Full activation of Enterococcus faecalis gelatinase by a C-terminal proteolytic cleavage

Maria Florencia Del Papa, Lynn E. Hancock, Vinai C. Thomas, Marta Perego

Research output: Contribution to journalArticlepeer-review

46 Scopus citations

Abstract

Enterococci account for nearly 10% of all nosocomial infections and constitute a significant treatment challenge due to their multidrug resistance properties. One of the well-studied virulence factors of Enterococcus faecalis is a secreted bacterial protease, termed gelatinase, which has been shown to contribute to the process of biofilm formation. Gelatinase belongs to the M4 family of bacterial zinc metalloendopeptidases, typified by thermolysin. Gelatinase is synthesized as a preproenzyme consisting of a signal sequence, a putative propeptide, and then the mature enzyme.
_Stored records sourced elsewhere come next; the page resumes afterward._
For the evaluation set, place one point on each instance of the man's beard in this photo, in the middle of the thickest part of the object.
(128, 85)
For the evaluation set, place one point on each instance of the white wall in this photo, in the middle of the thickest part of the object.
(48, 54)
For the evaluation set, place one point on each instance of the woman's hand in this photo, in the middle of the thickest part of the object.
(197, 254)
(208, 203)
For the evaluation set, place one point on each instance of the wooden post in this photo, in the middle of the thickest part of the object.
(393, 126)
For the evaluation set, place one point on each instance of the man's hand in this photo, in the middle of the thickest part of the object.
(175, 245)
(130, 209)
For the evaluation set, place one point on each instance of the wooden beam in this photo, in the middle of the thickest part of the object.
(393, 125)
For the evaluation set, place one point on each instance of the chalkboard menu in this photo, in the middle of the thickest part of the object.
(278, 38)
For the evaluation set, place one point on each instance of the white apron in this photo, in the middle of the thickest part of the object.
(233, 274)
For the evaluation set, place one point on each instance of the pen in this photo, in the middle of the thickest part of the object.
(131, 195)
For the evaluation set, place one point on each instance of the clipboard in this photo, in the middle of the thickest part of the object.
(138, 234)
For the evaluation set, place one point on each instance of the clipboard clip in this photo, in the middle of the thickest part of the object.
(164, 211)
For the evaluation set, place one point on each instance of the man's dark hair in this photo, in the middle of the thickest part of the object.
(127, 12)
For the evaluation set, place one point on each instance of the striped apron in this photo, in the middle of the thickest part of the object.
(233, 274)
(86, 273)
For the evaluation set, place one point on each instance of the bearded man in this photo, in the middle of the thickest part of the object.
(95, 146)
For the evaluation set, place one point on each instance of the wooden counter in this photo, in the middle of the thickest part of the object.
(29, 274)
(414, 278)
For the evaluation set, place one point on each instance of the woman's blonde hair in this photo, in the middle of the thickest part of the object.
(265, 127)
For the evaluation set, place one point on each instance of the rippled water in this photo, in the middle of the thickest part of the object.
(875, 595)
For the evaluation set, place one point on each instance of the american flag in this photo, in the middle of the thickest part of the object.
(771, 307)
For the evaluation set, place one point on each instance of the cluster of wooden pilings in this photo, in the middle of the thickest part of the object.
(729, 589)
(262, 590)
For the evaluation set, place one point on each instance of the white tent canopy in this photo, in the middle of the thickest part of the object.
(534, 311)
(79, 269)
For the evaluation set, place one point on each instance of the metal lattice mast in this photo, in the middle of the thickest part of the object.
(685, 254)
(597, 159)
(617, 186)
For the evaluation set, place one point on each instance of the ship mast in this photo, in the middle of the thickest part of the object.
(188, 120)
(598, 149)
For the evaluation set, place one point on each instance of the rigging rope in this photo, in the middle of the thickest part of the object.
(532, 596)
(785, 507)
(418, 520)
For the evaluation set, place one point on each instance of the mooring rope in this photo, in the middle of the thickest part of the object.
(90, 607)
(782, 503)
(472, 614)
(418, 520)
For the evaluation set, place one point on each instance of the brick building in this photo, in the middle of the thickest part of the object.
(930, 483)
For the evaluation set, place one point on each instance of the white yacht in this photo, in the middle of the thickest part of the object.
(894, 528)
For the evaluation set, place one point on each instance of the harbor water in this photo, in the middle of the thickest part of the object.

We determined that the molecular mass of the mature protein isolated from culture supernatant was 33,030 Da, which differed from the predicted molecular mass, 34,570 Da, by over 1,500 Da. Using N-terminal sequencing, we confirmed that the mature protein begins at the previously identified sequence VGSEV, thus suggesting that the 1,500-Da molecular mass difference resulted from a C-terminal processing event. By using mutants with site-directed mutations within a predicted C-terminal processing site and mutants with C-terminal deletions fused to a hexahistidine tag, we determined that the processing site is likely to be between residues D304 and 1305 and that it requires the Q306 residue. The results suggest that the E. faecalis gelatinase requires C-terminal processing for full activation of protease activity, making it a unique enzyme among the members of the M4 family of proteases of gram-positive bacteria.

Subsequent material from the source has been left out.